If you have a student card often you can get discounts and sometimes you can get in for free if you're under 26/25/21 depending on the museum/gallery! The Prado Museum in Madrid let me in for free because I was under 25. 

Also double check the website of the attraction, sometimes they even have free time slots, for example the Louvre in Paris is free Friday nights and the Royal Palace of Madrid is free from 4 - 6 on weekdays (you should bare in mind these times are extra busy).

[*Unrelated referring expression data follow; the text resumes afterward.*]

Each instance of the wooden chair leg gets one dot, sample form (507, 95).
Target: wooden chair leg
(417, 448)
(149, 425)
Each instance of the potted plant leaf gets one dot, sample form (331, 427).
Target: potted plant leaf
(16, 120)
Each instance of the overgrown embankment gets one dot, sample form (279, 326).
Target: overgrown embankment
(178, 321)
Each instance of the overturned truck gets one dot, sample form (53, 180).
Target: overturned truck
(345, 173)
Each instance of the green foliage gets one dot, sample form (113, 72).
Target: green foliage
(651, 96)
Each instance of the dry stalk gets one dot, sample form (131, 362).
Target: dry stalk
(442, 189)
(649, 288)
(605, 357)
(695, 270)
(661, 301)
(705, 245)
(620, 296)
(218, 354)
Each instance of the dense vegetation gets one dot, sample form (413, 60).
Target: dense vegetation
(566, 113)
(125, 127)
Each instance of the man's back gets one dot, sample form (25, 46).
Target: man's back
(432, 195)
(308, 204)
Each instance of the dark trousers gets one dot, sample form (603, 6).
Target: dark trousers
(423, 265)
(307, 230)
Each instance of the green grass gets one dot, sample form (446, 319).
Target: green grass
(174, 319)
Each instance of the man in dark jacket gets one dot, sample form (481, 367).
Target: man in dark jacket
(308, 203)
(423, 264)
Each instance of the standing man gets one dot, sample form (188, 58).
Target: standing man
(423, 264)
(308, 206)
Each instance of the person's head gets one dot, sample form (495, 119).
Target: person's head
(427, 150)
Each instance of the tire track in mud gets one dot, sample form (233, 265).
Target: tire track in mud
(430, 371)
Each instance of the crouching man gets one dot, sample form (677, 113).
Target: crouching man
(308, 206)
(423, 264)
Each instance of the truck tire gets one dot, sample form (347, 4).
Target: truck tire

Without a doubt each city will have some sort of free walking tour that will be running daily. Typically these tours can be 1 - 3 hours and will show you through the main city sites with some background history of each spot. Now, I'll be honest, sometimes these tours can be a little tedious and dare I say... boring. So go with an open mind and if it's not for you then you can leave midway through if you really want. However if you did enjoy it, make sure to leave a tip at the end! 


A lot of major cities, particularly in Europe, Australia and New Zealand, have council run bike programs that you can rent for the day. Typically you can rent them per hour or there will be a flat rate for the day/24 hours. It's a great way to get around the city and places like Amsterdam and Copenhagen, where the cities are designed for cyclists, it's so much more efficient than walking.


You can find these bike docked at different points around the cities, usually in the centre near parks or walkways. Most of them can be accessed with a smart phone app or credit card, so it's easy to just tap and go!


While you might not be able to afford the pricey all day tours, there are plenty of small tours that can cost as little as €10 - €15. Local tour companies do tours for much cheaper than the big named travel brands to entice tourists, and most of the time these tours are way better anyway! You could choose anything from food tours (tapas, tasting menus), cycling tours, historical walks and wine tastings - I went on a great one in Tuscany for only €15, you can read about it here!

I do have a little soft spot for picnics and they are a great, affordable way to spend an afternoon. Get some friends from your hostel, go to your local supermarket and grab some bread, fruit, dips, snacks and maybe even some wine - a speaker and some cards is also a good idea. You could dock anywhere from the beach to a park and it's just super wonderful and wholesome!



Whether you're going paddling in the ocean, going on a long walk in the forest or cycling along the rice fields, take some time to enjoy your beautiful surroundings and enjoying nature! Depending on where you are visiting there could be anything from national parks, glaciers, rainforests or under water caves, if you're stuck for ideas ask someone working at your hostel!


Tourist spots are popular for a reason, so why not indulge yourself in some of the 'must see's' that make the city so famous. The price of entry will vary depending on what you're doing, however sometimes you don't even need to go inside to enjoy the beauty. You should priorities attractions that you REALLY want to go in and see, and others that you don't mind checking out from the outside.